1904 E. Robins Magnetic North i. 233 ‘I'll light a piece of fat pine,’ shouted the Boy.‥ ‘Where's your bitch?’ said Dillon.‥ ‘Haven't you got a condensed milk can with some bacon grease in it, and a rag wick?’ 1927 C. M. Russell Trails plowed Under 159 In the long winter nights their light was coal oil lamps or candles—sometimes they were forced to use a ‘bitch’, which was a tin cup filled with bacon grease and a twisted rag wick. 1961 Canadian Geogr.
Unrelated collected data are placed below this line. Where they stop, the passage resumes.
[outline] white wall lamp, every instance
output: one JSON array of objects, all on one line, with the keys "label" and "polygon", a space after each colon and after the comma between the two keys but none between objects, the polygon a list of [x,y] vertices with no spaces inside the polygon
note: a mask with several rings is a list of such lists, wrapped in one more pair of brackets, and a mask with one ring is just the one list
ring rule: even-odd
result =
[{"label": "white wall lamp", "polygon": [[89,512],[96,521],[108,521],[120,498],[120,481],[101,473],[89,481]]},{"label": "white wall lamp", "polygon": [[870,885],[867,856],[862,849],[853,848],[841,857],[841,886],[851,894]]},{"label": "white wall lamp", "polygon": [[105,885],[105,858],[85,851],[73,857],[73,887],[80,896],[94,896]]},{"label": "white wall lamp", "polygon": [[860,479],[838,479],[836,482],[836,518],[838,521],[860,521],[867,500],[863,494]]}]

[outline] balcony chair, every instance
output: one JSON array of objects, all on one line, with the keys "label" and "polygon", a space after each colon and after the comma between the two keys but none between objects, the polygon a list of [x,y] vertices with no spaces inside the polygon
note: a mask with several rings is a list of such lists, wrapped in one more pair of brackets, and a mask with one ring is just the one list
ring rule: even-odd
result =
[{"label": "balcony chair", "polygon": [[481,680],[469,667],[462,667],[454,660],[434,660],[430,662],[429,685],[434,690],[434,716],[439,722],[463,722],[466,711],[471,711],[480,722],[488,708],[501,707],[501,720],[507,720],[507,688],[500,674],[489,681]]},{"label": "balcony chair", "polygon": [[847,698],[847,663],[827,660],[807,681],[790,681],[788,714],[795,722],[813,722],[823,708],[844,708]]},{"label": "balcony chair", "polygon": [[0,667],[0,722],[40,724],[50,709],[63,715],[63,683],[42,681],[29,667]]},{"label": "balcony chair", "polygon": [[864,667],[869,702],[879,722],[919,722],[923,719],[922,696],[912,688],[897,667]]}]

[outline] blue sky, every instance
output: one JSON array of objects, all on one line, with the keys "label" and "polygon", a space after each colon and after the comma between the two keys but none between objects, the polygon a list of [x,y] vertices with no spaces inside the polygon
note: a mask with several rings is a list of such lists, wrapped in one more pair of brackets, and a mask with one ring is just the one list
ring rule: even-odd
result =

Jrnl. Jan. 14/2 ‘Office’ work was done by candlelight and sometimes by nothing better than a ‘bitch’—a wick in a shallow tin of tallow.
3.3 Comb. and attrib., as (sense 1) bitch-puppy, bitch-whelp; (sense 2) bitch-baby, bitch-clout, bitch-daughter, bitch-hunter, bitch-son; †bitch-daughter (obs.), the nightmare; bitch-fou a. (Sc.), as drunk and sick as a bitch, ‘beastly’ drunk; bitch-goddess, in William James's phr. (see quot. 1906); cf. success n. 3.
a 1400 Cov. Myst. 218 Come fforthe, thou hore, and stynkynge *byche-clowte.
1483 Cath. Angl. 31 Þe *Bych-doghter, epialta, noxa.
1786 Burns Interv. Ld. Dare, I've been‥*bitch-fou 'mang godly priests.
1906 W. James Let. 11 Sept. (1920) II. 260 A symptom of the moral flabbiness born of the exclusive worship of the *bitch-goddess success. 1928 D. H. Lawrence Lady Chatterley ix. 125 He realized now that the bitch-goddess of success had two main appetites: one for flattery, adulation, stroking and tickling such as writers and artists gave her; but the other a grimmer appetite for meat and bones. 1960 Cambr. Mag. 21 May 554/2 The pursuit, in our time, in the University and outside, of the Bitch Goddess Success, of a ‘better living’ without quality.
1787 Hunter in Phil. Trans. LXXVII. 255 My Lord Clanbrassil purchased a *Bitch-puppy.
c 1330 Arth. & Merl. 8487 *Biche sone! thou drawest amis.
c 1480 Gloss. in Wright Voc. 251 Hec catula, a *byche qwelpe.
1601 Holland Pliny I. 220 The *bitch-whelpe that commeth of the first litter.